Türkiye İstatistik Kurumu (TÜİK) Türkiye ekonomisinin 2019 yılı üçüncü çeyreğinde % 0,9 oranında büyüdüğünü açıkladı. Böylelikle dört dönem üst üste daralan ekonomideki küçülmenin durduğu gözlemlendi. Söz konusu artışta hükümet harcamalarının % 7 artması ve halk harcamalarının % 1,50 ile 4 dönem sonra artması söz konusu büyümede etkili oldu. Şirketlerin sabit sermaye oluşumu ise hala negatif yönde seyretti. Eylül ayında sanayi üretim endeksi de % 3,4 oranında bir yıldan sonra artış kaydetti.

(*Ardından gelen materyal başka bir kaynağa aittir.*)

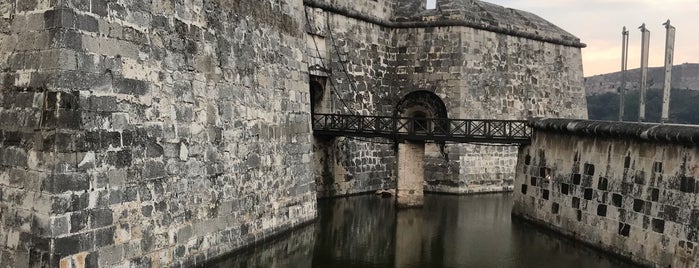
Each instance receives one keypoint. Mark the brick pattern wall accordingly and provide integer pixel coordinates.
(633, 198)
(171, 132)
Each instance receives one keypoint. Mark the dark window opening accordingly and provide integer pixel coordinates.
(316, 95)
(420, 122)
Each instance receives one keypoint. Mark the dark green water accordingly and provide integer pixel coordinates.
(450, 231)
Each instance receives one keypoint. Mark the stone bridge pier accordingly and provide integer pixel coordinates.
(411, 174)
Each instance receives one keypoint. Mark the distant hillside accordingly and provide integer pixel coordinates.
(685, 76)
(683, 108)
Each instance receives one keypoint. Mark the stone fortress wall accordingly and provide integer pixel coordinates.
(627, 188)
(171, 132)
(151, 132)
(481, 60)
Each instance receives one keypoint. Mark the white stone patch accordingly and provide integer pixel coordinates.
(184, 152)
(133, 69)
(88, 158)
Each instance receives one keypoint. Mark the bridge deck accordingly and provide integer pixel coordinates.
(423, 129)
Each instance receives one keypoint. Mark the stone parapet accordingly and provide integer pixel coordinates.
(627, 188)
(670, 133)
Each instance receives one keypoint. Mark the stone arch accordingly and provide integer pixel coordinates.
(418, 105)
(318, 94)
(421, 101)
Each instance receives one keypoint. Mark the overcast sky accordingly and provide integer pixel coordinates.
(598, 23)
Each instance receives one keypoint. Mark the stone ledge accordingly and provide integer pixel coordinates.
(672, 133)
(413, 23)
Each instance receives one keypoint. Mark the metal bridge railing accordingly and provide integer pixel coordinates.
(423, 129)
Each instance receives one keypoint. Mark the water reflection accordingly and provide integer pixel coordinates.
(450, 231)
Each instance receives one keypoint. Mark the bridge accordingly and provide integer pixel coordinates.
(423, 129)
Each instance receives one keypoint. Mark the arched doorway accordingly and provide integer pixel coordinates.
(417, 107)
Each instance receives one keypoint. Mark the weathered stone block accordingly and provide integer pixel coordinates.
(100, 217)
(60, 183)
(131, 86)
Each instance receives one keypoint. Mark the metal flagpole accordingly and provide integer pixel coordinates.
(669, 51)
(645, 42)
(624, 65)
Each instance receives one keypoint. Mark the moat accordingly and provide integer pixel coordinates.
(450, 231)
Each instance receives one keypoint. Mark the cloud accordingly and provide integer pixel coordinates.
(598, 23)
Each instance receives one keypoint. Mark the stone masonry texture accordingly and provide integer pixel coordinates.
(169, 132)
(150, 133)
(628, 188)
(480, 60)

Ekonomik krizin olumsuz etkileri işsizlik oranlarını % 11’den % 14’lere çıkardı. İkinci bir olumsuz etki ise bankacılık sektörüne yansıdı. Bu bağlamda, BDDK bankacılık sektöründe takibe aktarılması gereken 46 milyar TL’lik kredi tespit etti. İlgili bankalara 2019 yıl sonuna kadar söz konusu aktarımların yapılması gerektiğini bildirdi. Böylece, sektördeki TGA / Krediler oranı 4,6’dan % 6,3 seviyesine çıkmış olacağı anlaşıldı.

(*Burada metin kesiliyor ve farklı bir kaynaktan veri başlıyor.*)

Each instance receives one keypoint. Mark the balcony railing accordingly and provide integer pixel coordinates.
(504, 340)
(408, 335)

Kasım ayı yıllık enflasyonu baz etkisinin terse dönmesiyle birlikte Türkiye’de % 10,56, KKTC’de ise % 8,55 olarak hesaplandı. Keza, yıl sonu itibari ile hükümet programında öngörülen % 12 civarında, % 11,50 - % 12 band aralığında bir enflasyonla yılı kapatacağımız gözlemleniyor. Zira, on bir aylık enflasyon oranı sırasıyla Türkiye’de % 11,01, KKTC’de ise % 10,20 seviyesine çıkmış durumda. Enflasyonu en fazla körükleyen harcama grupları sırasıyla alkol ve tütün, eğitim, sağlık, mal ve hizmetler ve lokanta & oteller grupları olarak öne çıkıyor. Enflasyona dayalı olarak düşen politika faizleri % 14’e kadar gerilerken TCMB para politikası kurulunun 12 Aralık 2019 tarihinde yapacağı toplantıda 100 – 200 baz puan daha ek indirime gidilebileceği öngörülüyor. Ancak, baz etkisi ortadan kalkmasıyla 2020’de enflasyonun çift hanede devam edeceği düşünüldüğü için enflasyon ek faiz indirimlerin yapılması üzerinde baskı yaratacaktır. Azalan politika faizlerine müteakip olarak Türkiye ve KKTC’de bankaların mevduat ve kredi faizleri de hızlı bir düşüş eğiliminde. Zira, Türkiye’de ağılıklı ortalama olarak TL mevduat faizleri % 11,62’ye gerilerken kredi faizleri ise % 14 - % 16 bandına gerilemiş durumda. Böylelikle, reel TL mevduat getirileri enflasyonun sadece yarım puan üzerinde seyrediyor. Ekstra bir faiz indirimi ile reel faiz negatife dönebilir ve TL’ye talebi iyiden azaltabilir.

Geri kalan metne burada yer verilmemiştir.